On peut, cependant, comparer l'ontologie du fragment avec deux de ses rivaux consideré chez Meillassoux: le corrélationisme pur et dur et la généralisation de la facticité que Meillassoux veut recommander. On peut commencer avec un dialogue imaginé entre Kant, Whitehead et Meillassoux. Whitehead commencerait par lire la première Critique et à la fin il ajouterait: cela est très bon, mais on peut aussi trouver des autres sujets transcendentaux, dans les montagnes et les lacs. Je ne sais pas pourquoi l'humain est plus différent du lac que ceci est de la montagne. Kant donc répondrait: peut-être, mais que peut-on savoir si on ne peut pas sortir des limites de notre corrélat? Je ne sais pas s'il y a des autres sujets transcendentaux, je me limite a considérer ce que je peux, dans les limites de mon expérience et de ce qui fait qu'elle soit possible. Meillassoux donc interviendrait: Oui, on ne peut pas oublier la facticité de ce corrélat, c'est peut-être cela que je peux généraliser et considérer un principe de la facticité comme absolu. Donc Kant: Si la facticité est absolu, elle devient quelque chose en dehors de ma corrélation. Je ne peux pas sortir de celle ci, de notre capacité de faire des jugement empiriques. Et puis Whitehead: mais pourquoi vous considérez qu'il y a une corrélation fixe, déterminé, achevé et privilégié? Pourquoi ce privilège de l'expérience humaine qui la considère surtout univoque?
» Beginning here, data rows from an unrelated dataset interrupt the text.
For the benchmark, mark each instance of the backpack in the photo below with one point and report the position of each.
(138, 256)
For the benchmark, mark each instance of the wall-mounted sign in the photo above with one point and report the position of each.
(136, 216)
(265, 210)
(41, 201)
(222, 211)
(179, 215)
Je pense qu'on peut commencer a voir les avantages (sans oublier les problèmes) de l'ontologie du fragment contre les alternatives. Artaud a dit dans l'Heliogabalus ce qu'il considérait de moins païen chez les humanistes. Les païens faisaient toujours un effort pour ne pas penser comme des humains. L'humaniste, par contre, se conforme à l'humanité, et dit que les concepts de la pensée humaine nous soumettent. Par contre, nous nous conformons aux slogans de Brandom, "Concepts have a grip on us" et "We have met the norms and they are us". Il y un conformisme général avec notre humanité inévitable. Donc il n'y a pas des autres alliances, je pense toujours comme les autres, je ne peux pas échapper de cela travers mon amitié avec les rats, mon devenir chien ou mon contact avec les lacs et les montagnes. Surtout, il n'a pas de métaphysique de la prédation: le sujet est toujours un sujet comme le seul sujet transcendental. Si on pense ainsi, l'humilité de Kant commence à sembler insuffisante, il y a une pensée et un sujet – un corrélat – qui est archaï-que. Si on essaye d'abandonner les corrélats fixes, on pars dans le chemin de l'ontologie du fragment. La généralisation du corrélat n'est pas une manque d'humilité. C'est peut-être ajouter à la métaphysique de nous, une métaphysique de la prédation. Il faut ajouter qu'il n'y a aucune corrélation nécessaire ou première et privilégié (comme chez Kant) mais des corrélation qui apparaît par tout. On est toujours placé dans une corrélation, mais c'est la facticité qui nous place.

Meillassoux peut pourtant dire, oui, mais pourquoi avons nous besoin des corrélations du tout? N'est pas la facticité elle même qui révèle quelque chose d'absolu? Peut-être ici on a deux généralisations spéculatives, ou deux humilités: celle de la contingence du corrélat et la nécessité de la facticité et celle de la métaphysique de la prédation et ces perspectives factuelles. Est-ce qu'il suffit de choisir?